Perché mi chiedo come possa essere la pronuncia di una n acuta. 
Cioè: io non so come si chiami quella n in polacco, ma forse, quel segno soprastante la n potrebbe anche non rendere quella n, appunto, acuta.


----------



## BlueWolf

sabrinita85 said:


> Perché mi chiedo come possa essere la pronuncia di una n acuta.
> Cioè: io non so come si chiami quella n in polacco, ma forse, quel segno soprastante la n potrebbe anche non rendere quella n, appunto, acuta.



Ma guarda che quando si parla di acuto e grave ci si riferisce all'accento grafico, non alla pronuncia. La é viene pronunciata chiusa in italiano (varianti regionali escluse ), ma in portoghese è aperta. Per indicare la e chiusa, i portoghesi usano la ê. È il simbolo "é" ad essere chiamato "e acuta", non la sua pronuncia.

EDIT: A dimenticavo, si chiama eń.


----------



## Shy1986

E' vero per i portoghesi la é è aperta per noi chiusa...


----------



## sabrinita85

BlueWolf said:


> Ma guarda che quando si parla di acuto e grave ci si riferisce all'accento grafico, non alla pronuncia. La é viene pronunciata chiusa in italiano (varianti regionali escluse ), ma in portoghese è aperta. Per indicare la e chiusa, i portoghesi usano la ê. È il simbolo "é" ad essere chiamato "e acuta", non la sua pronuncia.

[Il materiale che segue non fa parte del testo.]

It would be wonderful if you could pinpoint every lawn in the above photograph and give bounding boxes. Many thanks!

Ma io non ho fatto riferimento alcuno all'anteriorità o posteriorità di questa n.
So benissimo che quel segno grafico può rendere un suono in alcune lingue e un altro suono in altre lingue.
Quello che mi chiedevo è se questa ń poteva essere definita veramente acuta o se l'abbiamo definita così per semplicità e/o per somiglianza con le vocali.


----------



## BlueWolf

sabrinita85 said:


> Ma io non ho fatto riferimento alcuno all'anteriorità o posteriorità di questa n.
> So benissimo che quel segno grafico può rendere un suono in alcune lingue e un altro suono in altre lingue.
> Quello che mi chiedevo è se questa ń poteva essere definita veramente acuta o se l'abbiamo definita così per semplicità e/o per somiglianza con le vocali.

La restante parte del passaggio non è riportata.